When an applied researcher tests a hypothesis, she can make one of two mistakes. She can reject a true null hypothesis or accept a false one. To implement the test the applied researcher picks a significance level, which is the maximal probability at which the researcher is willing to commit the first type of error. This maximal probability at which the first error occurs is also called the size of the test.

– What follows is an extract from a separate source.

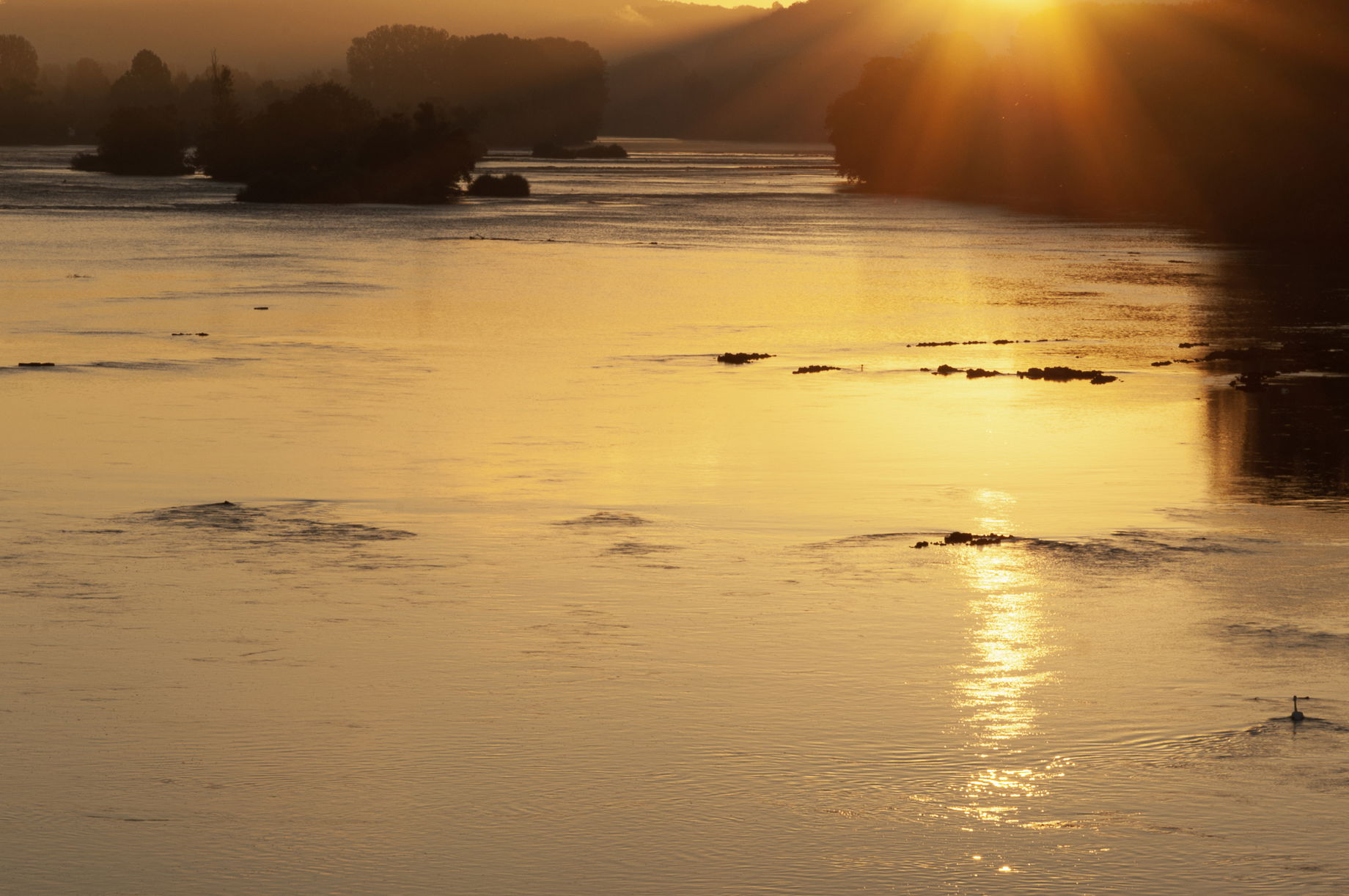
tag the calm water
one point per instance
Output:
(523, 592)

Competing testing procedures of equal (large sample) size are typically ranked according to their relative power properties, where power denotes 1 minus the probability of the second type of error. However, noting that key assumptions underlying Econometric models are often questionable in practice, the PI proposes an alternative ranking of tests according to their relative large sample size distortion under local violations of certain model assumptions. The PI includes tests into the comparison that have large sample size equal to nominal size when the key model assumptions hold true and that are consistent against fixed alternatives when the model is point identified. As a more ambitious goal--beyond ranking existing tests according to the new measure--the PI intends to investigate whether there exists an optimal test, that is, a test that has smallest large sample size distortion for a given degree of local violations of the model assumptions in the class of tests that have correct asymptotic size when the model assumptions are true and are consistent when the model is point identified.

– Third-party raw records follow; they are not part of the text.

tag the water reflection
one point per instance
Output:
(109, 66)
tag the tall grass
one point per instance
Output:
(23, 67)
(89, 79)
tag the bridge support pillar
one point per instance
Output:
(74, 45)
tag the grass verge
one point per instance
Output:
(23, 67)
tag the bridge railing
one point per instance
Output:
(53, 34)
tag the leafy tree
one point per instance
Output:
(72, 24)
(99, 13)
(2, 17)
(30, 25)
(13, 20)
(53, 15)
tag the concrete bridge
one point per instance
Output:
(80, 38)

Out of many examples, the PI focuses on two lead examples. First, the PI considers hypothesis tests involving the structural parameter vector in the linear instrumental variables (IVs) model where the IVs and the structural error term may be correlated. The correlation fades away at rate n^(-1/2) as the sample size n increases to infinity. The PI considers tests that have correct large sample size when the correlation is in fact zero and that are consistent when the IVs are strong and uncorrelated with the error term. Of the various tests considered the PI finds that Anderson-and-Rubin-type tests are the least distorted under local correlation of the IVs and the error term.

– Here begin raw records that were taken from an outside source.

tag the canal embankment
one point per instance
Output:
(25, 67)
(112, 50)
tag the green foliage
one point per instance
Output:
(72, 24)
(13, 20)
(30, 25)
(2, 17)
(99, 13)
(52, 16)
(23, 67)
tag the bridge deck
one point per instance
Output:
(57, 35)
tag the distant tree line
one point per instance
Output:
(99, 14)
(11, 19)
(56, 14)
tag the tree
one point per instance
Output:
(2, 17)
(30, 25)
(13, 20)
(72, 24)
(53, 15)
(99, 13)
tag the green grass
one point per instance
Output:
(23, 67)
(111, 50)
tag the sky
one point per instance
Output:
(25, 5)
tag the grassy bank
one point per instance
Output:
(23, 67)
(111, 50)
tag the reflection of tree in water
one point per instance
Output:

Second, the PI considers tests for the unknown parameter vector in partially identified models defined by moment inequalities. The PI ranks the tests with respect to their large sample size distortion when the moment inequalities are locally violated at rate n^(-1/2). The PI finds that among the tests considered those based on plug-in asymptotic critical values are the least size distorted under local misspecification. An optimality theory is under investigation for both examples.
Borader Impact: If an applied researcher chooses a test based on its favorable power properties, then her inference may suffer from severe size distortion when the model assumptions are slightly violated. Unfortunately, model violations seem to be pervasive in empirical applications. The new criterion instead suggests using tests that limit the size distortion while still being consistent under standard assumptions. The proposed methods will have broad empirical impact and has the potential to improve inference. It is expected that the methods provided by this research will find frequent use by applied researchers in social sciences within academia and the public sector.